Featured plant: Gnome plant

This post is by Jocie Brooks, leader of the Botany Group, from an email to members of the group on April 20.


Joy recently sent in a photo of a gnome plant from the Maple Lake area near Cumberland. This unusual and exotic looking plant is one we should look out for, and is a great topic for this week’s feature! In addition to Joy’s photo I’m including a photo of gnomes that I saw with Mandy Vaughan a few years ago on a hike up Crest Mountain (Strathcona Park) in July.

Gnome Plant (Hemitomes congestum)

General Notes:

Gnome plant has a cone-like head of shrimp-pink or whitish flowers that grow close to the ground. It looks strangely alien as it erupts from the forest duff, sometimes looking like a blackened cauliflower when it first emerges. Clark describes it as a “gnome-like dweller of the shaded woods.”

Taxonomic Details:

In the Heather Family, or Ericaceae, gnome plant is monotypic, the only member of its genus in the world. The genus name Hemitomes comes from the Greek words “hemi,” half, and “tomes,” sterile or eunuch, in reference to the fact that often half of the anther (male) cells are sterile. The species name congestum refers to the tightly packed head of flowers.

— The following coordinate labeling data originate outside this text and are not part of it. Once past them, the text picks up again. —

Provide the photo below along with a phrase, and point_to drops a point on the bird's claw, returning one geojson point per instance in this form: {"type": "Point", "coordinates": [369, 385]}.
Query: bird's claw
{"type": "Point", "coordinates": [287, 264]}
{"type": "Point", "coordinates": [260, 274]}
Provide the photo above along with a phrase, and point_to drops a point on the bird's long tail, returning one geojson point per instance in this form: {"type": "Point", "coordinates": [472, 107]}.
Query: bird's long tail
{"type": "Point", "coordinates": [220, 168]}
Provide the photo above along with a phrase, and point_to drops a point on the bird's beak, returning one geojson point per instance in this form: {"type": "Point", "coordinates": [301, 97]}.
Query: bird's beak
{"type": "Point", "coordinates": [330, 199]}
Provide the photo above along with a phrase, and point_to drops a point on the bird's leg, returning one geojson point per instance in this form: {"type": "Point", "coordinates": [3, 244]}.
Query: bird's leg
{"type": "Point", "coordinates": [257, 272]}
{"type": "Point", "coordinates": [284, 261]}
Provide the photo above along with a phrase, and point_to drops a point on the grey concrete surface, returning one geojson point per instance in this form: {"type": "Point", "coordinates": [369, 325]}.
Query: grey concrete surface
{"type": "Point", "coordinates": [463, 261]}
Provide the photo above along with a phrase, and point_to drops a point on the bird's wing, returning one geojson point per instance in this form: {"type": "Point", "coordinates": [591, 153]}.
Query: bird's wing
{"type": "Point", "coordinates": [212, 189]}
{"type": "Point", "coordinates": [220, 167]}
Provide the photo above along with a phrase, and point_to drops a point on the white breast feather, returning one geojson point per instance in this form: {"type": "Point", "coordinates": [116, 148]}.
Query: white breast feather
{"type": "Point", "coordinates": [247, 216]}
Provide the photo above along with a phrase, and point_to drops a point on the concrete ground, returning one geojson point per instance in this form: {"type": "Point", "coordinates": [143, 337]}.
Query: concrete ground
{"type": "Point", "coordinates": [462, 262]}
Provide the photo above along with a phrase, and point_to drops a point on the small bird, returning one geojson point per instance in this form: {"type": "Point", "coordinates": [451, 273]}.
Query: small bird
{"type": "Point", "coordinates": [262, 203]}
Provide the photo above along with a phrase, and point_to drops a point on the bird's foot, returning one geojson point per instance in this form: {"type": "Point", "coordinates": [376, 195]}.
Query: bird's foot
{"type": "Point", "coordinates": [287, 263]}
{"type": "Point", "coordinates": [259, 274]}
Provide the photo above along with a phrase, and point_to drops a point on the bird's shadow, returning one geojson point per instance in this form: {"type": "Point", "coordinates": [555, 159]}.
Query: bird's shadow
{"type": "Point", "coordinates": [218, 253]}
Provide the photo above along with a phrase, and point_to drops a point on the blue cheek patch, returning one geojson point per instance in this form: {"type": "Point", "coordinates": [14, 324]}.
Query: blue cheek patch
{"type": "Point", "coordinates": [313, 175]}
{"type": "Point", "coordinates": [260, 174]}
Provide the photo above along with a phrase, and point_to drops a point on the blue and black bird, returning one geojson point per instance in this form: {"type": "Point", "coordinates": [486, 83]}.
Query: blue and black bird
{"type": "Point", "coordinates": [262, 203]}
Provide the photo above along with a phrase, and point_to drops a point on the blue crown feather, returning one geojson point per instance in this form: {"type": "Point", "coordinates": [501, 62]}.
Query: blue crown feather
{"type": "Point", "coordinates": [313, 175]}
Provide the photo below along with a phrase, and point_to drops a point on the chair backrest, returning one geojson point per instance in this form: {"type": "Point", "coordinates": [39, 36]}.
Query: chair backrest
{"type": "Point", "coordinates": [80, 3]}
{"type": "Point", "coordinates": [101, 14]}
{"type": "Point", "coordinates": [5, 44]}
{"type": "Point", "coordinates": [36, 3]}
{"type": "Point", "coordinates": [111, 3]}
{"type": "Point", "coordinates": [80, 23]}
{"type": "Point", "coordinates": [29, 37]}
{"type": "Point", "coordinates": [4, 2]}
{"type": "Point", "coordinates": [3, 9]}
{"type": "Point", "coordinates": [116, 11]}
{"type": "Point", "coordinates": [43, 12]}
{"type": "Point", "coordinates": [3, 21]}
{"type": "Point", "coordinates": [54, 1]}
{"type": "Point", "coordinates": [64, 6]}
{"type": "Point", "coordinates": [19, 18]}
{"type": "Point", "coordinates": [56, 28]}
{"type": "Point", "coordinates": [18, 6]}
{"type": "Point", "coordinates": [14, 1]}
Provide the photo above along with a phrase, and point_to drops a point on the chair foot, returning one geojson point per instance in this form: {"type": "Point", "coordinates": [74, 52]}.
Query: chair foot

What the heck is a mycoheterotroph?

Like Indian pipe, pine sap, pinedrops, candy stick and coralroot orchids, gnome plant lacks chlorophyll, and can therefore not carry out photosynthesis.

It was originally thought that such plants fed off dead and decomposing plant matter (saprophytes). Further study revealed that they get nutrients directly from fungi. “Mycoheterotroph” means “fungus-feeding” referring to the fact that these plants depend on fungi. These fungi in turn get their food from mycorrhizal connections with tree roots.

Gnome plant has a special association with the blood fungusHydnellum peckiiBlood fungus has mycorrhizal associations with conifers.

Where to find it/range:

Gnome plant is typically found in coniferous forests at mid-elevation and blooms in the late spring and summer. It is limited to the Pacific Northwest and is not found outside of North America. In BC, there is a disjunct population near Terrace.

References: Plants of Coastal BC (Pojar & MacKinnon), Flowers of the Pacific Northwest (Lewis Clark), Botany Photo of the Day (UBC, Daniel Mosquin), Ericaceae of the PNW Park V (Wilbur Bluhm).